ACTUALITÉS PHARMACEUTIQUES
Rapport Charges et Produits 2027 : les principales annonces
Avec quelques jours d’avance, la CNAM a publié jeudi 2 juillet son traditionnel rapport Charges et Produits pour l’année 2027, document de référence qui nourrit chaque année le PLFSS en préparation. Elle propose un nouvel effort de 1,3 milliard d’euros sur les produits de santé, soit le principal poste des 3,9 milliards d’euros d’économies recherchés. La méthode, en revanche, évolue. Si la régulation des prix demeure un levier, la Cnam entend désormais agir plus directement sur la pertinence des prescriptions. Développement des biosimilaires, déprescription, désescalade thérapeutique, suivi en vie réelle des innovations et réévaluation de certains médicaments à fort impact budgétaire constituent les principaux axes de cette stratégie. Au total, la CNAM formule 40 propositions, pour répondre à ses 3 priorités : « faire de la prévention la bataille de la décennie, améliorer le parcours de soins des patients, et rembourser le juste soin au juste prix ». Cette année, un focus inédit est fait sur les territoires ultramarins. La CNAM ne propose pas encore de régulation financière ni de taxe sur les groupements, mais on sent qu’elle est très attentive et qu’elle demande à comprendre le modèle économique des groupements et la raison de la forte performance des groupements, pour éventuellement la réguler dans un second temps.

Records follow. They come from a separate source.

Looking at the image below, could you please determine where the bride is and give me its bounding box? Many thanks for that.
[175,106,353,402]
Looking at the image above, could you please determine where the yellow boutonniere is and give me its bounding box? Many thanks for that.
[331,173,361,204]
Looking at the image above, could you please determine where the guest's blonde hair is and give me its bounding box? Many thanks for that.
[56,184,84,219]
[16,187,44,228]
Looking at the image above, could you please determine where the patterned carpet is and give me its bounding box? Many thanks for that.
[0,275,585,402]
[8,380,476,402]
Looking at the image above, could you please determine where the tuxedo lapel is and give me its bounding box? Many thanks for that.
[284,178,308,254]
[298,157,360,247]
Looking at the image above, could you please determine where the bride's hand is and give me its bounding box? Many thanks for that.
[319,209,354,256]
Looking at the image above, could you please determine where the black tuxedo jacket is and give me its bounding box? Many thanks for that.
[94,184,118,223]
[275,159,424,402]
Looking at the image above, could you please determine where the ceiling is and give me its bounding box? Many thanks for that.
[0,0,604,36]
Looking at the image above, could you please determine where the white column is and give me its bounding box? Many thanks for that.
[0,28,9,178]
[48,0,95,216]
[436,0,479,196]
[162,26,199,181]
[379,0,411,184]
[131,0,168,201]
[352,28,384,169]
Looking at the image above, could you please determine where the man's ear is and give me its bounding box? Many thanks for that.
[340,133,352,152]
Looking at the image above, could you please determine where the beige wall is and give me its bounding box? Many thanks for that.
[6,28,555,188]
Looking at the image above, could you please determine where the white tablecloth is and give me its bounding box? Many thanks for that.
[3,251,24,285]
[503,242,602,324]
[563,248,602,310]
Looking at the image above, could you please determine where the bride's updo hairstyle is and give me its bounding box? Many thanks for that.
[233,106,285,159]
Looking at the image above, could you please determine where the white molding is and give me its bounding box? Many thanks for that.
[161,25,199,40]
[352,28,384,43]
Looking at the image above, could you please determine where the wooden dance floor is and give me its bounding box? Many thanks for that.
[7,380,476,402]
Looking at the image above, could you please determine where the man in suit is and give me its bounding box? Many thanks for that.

Dans ses propositions on notera :
- Faciliter la déprescription de médicament en ville (trio médecin-pharmacien-infirmier), avec une expérimentation envisagée sur le sevrage long cours des benzodiazépines en lien avec l’ANSM – Proposition 27
- Renforcer la prescription dans le répertoire des génériques et biosimilaires sur les molécules à enjeu financier (notamment en oncologie) – Proposition 24
- Reproduire les bénéfices médico-économiques d’une pénétration accrue des biosimilaires dans les DROM – Proposition 30
Ces mesures seront soumises au vote du Conseil de la CNAM le 9 juillet prochain.
Source : BTA.
Réguler l’activité de courtage des médicaments dans le prochain PLFSS
« Le courtage de médicaments doit être dévolu aux groupements de pharmaciens et pas à l’hôpital, à l’État ou au CEPS. Cette activité devra être réglementée et transparente », assure Philippe Besset, qui espère obtenir cette mesure par le biais du futur budget de la santé. Pour Philippe Besset, il est clair que c’est à ces derniers, « et à personne d’autre », qu’il convient de confier les achats de médicaments pour le compte des officines, mais dans un cadre réglementé. Finalement, le résultat de la négociation entre les groupements et les laboratoires devra aller dans les caisses des pharmacies qui, pour l’heure, voient une partie de ce flux financier relatif aux médicaments remboursables leur échapper. Le président de la FSPF assure que les pharmacies devront bien évidemment rémunérer leur groupement pour cette mission de courtage. Sources : le moniteur des pharmacies, le pharmacien de France.